What safeguards are there anywhere against injustice? There are the hard-won rights of the West—“due process,” “habeas corpus,” “trial by jury”—costly rights, not easily had by poor people, and rights that Russia never knew. An even longer list of rights was guaranteed in 1936 by the Stalin Constitution and violated in the same year by the Constitution’s own author who—even his chief detractor said so—thought he was saving the revolution thereby. The conclusion must be, I think, what the Russians have drawn, that no man should be deified as Stalin was. It is true that his acts went “through channels,” that even the great madness of 1937 was approved by resolution of the Central Committee. But it was approved without the test of a courageous opposition; all who thus approved, with Stalin, bear the blame. Nowhere in the world is justice sure or perfect. Eternal vigilance is the price of liberty and justice, not only under capitalism, but even more under socialism. The value of the Khrushchev speech is not only that it was followed by the curbing of the power of the political police by law, but that it awakened horror among the Soviet people. This active horror of an informed people against injustice is the only sure safeguard.
A certain type of vigilance the Soviet people learned in the great madness. It was something that Russians needed to learn. Appeals to the “watchfulness of the people” against spies and saboteurs filled the press. “Don’t talk in the street-cars about your factory; you may give information that will help the enemy locate and evaluate our industries.” The people heeded; the happy, loquacious Russians became silent towards foreigners. I recall the article I wrote for an American magazine about “My Soviet Daughter,” describing my step-daughter’s fondness for the chemical factory where she worked. My husband asked me to change it to an electric plant, lest I reveal the existence of a chemical plant within an hour’s ride from our home.
Two other personal anecdotes show what this period did to the minds of people. Just before a May-Day demonstration, I learned that several score Americans were upset because they had come to Moscow for the demonstration and there was no space in the tribunes of the Red Square. I suggested to Intourist that they might march with the staff of Moscow News and see the Square in passing. The Intourist representative replied: “We should be grateful, but do you know them well enough to guarantee that they have no pistols or bombs?” That settled it. All correspondents knew how exposed Stalin’s person was at these demonstrations. I had been told that agents of East European lands often came to the USSR as “American tourists.” I refused to guarantee all my fellow countrymen, sight unseen.
I spent that summer on the shores of Moscow River, near the little suburb Fili. I knew there was a big industrial plant there; I had seen Fili workers thousands strong in parades. Years later, in New York, after the war began between Germany and Russia, I read in a paper that the famous six-motor bombers, which rivalled and in some ways surpassed the American “flying fortresses,” were made in that Fili Plant. If that was true, I know how every Fili worker must have longed to brag of it to me, an American. Nobody ever did.

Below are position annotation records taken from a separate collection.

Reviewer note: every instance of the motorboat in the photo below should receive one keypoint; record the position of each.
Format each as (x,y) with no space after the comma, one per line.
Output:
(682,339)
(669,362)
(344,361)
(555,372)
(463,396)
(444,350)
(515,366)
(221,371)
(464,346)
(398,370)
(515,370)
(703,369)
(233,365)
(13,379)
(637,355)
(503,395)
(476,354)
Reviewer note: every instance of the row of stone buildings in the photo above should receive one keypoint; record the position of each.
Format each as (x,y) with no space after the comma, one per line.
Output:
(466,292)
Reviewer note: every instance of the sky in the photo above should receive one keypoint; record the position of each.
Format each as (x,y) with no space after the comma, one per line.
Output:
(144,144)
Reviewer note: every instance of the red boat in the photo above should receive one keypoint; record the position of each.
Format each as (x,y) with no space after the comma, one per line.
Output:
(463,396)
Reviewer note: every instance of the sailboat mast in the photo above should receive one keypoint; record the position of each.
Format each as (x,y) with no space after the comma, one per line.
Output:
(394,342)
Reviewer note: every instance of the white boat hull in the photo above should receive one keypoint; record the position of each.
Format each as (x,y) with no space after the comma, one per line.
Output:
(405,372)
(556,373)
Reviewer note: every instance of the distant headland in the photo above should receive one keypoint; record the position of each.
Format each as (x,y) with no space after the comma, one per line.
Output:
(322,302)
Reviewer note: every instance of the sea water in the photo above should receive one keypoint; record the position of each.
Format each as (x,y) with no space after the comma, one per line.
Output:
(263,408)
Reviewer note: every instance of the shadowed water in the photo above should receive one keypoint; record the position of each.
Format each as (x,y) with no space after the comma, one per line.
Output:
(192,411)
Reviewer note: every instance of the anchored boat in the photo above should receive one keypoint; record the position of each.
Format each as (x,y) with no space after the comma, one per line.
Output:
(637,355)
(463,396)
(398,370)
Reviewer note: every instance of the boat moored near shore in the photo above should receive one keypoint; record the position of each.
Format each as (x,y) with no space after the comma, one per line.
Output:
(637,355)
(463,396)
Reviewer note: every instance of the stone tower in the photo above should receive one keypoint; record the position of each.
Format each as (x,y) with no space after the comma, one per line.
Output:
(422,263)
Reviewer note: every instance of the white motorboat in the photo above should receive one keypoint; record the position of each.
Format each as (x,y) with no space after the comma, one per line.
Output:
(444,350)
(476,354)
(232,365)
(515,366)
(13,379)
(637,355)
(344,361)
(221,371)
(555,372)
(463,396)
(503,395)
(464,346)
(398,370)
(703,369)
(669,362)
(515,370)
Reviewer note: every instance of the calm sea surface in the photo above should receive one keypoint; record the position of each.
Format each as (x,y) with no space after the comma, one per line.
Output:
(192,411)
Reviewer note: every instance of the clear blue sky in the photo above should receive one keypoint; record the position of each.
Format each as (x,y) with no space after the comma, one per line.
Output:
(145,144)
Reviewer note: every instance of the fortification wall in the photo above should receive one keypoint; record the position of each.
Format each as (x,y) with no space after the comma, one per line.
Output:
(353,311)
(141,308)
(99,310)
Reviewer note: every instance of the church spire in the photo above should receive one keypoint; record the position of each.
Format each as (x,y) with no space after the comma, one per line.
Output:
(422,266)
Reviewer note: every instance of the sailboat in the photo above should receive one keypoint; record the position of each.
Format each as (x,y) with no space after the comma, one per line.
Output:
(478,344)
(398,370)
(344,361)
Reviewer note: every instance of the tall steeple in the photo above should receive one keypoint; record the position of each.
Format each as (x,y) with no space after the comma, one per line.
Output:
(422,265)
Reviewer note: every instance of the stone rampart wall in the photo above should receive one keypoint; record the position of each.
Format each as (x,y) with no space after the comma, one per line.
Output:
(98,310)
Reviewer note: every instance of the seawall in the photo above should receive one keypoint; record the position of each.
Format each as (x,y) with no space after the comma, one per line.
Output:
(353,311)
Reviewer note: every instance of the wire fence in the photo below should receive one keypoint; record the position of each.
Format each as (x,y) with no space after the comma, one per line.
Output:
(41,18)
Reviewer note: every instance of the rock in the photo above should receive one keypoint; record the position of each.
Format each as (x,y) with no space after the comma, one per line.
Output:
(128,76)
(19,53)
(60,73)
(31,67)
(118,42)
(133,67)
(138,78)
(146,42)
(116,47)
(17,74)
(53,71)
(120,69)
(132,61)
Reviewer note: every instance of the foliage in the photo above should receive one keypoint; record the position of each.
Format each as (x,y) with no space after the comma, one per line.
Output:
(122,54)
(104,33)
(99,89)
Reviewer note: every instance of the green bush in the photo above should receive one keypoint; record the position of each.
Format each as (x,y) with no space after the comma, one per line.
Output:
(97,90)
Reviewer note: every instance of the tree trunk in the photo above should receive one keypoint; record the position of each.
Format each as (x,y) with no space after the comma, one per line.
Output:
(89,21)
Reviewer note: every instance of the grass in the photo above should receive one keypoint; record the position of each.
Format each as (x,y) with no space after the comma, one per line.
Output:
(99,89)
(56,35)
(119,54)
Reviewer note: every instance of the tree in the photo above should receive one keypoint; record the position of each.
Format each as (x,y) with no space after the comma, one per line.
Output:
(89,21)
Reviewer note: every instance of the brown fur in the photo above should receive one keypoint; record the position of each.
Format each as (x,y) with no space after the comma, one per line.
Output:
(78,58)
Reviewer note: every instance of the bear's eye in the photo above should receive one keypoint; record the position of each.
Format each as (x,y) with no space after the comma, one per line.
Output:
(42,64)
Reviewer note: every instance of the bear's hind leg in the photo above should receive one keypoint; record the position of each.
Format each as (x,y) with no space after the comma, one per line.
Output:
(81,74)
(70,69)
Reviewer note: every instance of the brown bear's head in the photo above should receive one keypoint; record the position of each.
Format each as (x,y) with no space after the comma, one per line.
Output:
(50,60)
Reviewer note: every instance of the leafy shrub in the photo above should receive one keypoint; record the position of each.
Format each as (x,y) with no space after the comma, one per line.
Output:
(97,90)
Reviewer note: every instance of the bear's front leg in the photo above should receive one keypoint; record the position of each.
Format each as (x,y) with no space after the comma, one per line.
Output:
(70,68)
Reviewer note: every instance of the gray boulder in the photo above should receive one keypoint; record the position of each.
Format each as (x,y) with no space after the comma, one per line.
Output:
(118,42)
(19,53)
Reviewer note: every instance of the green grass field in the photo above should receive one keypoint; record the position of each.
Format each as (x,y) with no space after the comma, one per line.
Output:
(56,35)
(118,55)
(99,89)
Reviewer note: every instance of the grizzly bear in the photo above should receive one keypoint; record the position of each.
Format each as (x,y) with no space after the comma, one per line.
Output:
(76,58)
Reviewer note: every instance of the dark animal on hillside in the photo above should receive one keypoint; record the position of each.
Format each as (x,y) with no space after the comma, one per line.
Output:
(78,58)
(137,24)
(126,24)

Such silence is not natural to Russians nor pleasant to their friends. But it may have had survival value in those years.
When World War Two finally came to the USSR, the rest of the world noted the relative absence of the Hitler Fifth Column, which had overthrown most of the governments of Europe. Howard K. Smith commented: “Had Russia not liquidated a few thousand bureaucrats and officers, there is little doubt that the Red Army would have collapsed in two months.”[3] This was the judgment of others; I do not entirely share it. But I know that the Soviet people endured those years of madness in the belief that they prepared desperate defenses, that they were already at grips with an enemy that walked in darkness, and that every elimination of a traitor might later save thousands of lives, or even the fate of the land. This sense of fighting in darkness an enemy high in the leadership, was what gave a nightmare quality to those years.